On Wednesdays, Choral Director Russell Wagoner, DMA, hosts “The Choral Conductor’s Studio,” a live Zoom session for Tappan Zee High School choral (conducting) students.
“I spent the first two weeks we were closed to research and try out creating the virtual choir scenario for the students to discover that, regardless of the platform, video latency doesn’t work for a choral rehearsal situation. To create a virtual choir, as many are popping up over the web, requires countless hours of audio and video editing, which still doesn’t recreate a ‘live’ performance. A three-minute song can take more than 80 hours to produce,” explains Wagoner. “So, I looked to make lemonade out of lemons.”
After sifting through piles of other choral directors’ lesson recommendations and mulling over conversations with colleagues, the inspiration hit. “Why not ‘bring in’ all these fellow choral conductors that aren’t able to hold their own rehearsals so that our students can learn from their expertise?” Wagoner recalls.

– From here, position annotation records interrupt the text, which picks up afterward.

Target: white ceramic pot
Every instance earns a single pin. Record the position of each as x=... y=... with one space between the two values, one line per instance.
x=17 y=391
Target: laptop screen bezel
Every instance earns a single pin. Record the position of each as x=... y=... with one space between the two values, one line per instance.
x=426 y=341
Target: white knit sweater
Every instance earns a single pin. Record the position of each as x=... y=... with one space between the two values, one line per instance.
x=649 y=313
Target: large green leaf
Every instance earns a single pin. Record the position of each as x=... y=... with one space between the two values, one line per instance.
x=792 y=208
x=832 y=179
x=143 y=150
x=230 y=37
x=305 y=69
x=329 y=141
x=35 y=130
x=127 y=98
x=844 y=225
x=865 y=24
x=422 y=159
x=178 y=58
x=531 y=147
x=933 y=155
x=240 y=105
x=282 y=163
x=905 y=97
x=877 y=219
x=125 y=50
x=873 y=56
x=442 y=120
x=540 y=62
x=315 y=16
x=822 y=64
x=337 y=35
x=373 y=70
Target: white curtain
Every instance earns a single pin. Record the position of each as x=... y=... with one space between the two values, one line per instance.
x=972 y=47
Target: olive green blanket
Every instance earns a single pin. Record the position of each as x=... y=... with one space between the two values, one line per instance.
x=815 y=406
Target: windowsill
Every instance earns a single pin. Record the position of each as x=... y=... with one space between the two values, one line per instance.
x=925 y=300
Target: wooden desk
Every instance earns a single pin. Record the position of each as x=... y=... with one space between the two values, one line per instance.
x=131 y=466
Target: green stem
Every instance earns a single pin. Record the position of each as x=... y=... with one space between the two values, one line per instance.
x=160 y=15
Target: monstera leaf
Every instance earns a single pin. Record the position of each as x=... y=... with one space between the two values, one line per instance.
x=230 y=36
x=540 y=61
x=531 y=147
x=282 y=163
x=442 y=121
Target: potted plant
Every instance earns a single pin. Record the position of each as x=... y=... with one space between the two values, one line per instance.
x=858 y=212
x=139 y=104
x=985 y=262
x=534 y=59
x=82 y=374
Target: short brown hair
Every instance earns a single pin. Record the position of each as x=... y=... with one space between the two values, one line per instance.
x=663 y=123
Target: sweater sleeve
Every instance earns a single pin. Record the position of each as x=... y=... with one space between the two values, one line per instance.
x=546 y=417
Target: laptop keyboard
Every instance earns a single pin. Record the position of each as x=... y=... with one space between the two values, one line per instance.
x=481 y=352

Typically, these professionals would be busy holding their own classes. Under the current circumstances, however, the schedules worked. Each week, a choral director participates in a live Zoom session with Wagoner’s classes to discuss an area of choral music that they feel passionate about. Participating professors also provide students insight about choral music at the collegiate level and details regarding their university’s program for those interested.
Before each “Studio” session, students research the featured conductor to learn about their particular expertise, choral and performance experience, watch them in concert productions, listen to their recordings and prepare questions based on what they had learned. Wagoner says that guests have been impressed by students’ interest in improving their own vocal production and rehearsal process.
“I strive to provide my students with as varied an education in choral music as is possible, including opportunities to work with leading conductors and composers in the field, and to sing in prestigious halls, such as Carnegie Hall and Radio City Music Hall,” says Wagoner. “Our music students’ education extends beyond the rehearsal room onto a variety of concert stages and opportunities to work with industry professionals. ‘The Choral Conductor’s Studio’ is another way for students to connect with professionals and learn about pertinent topics in the field of choral music.”
But Wagoner also sees this as a chance to model flexibility and innovation. “I want my students to see how they can take a situation, such as being deprived of a ‘normal’ choral rehearsal schedule, and turn it into an opportunity never before offered to them,” he notes. “It is this creativity that I want to inspire in my students to make the world a better place.”
Wagoner is using the visiting professional format for The Singing Actor course, too, to enhance students’ individual video performance “in class.” “The “Face to Face With…” sessions feature Broadway performers such as Karen Mason (“Mamma Mia,” “Wonderland,” “Sunset Boulevard), this week’s guest.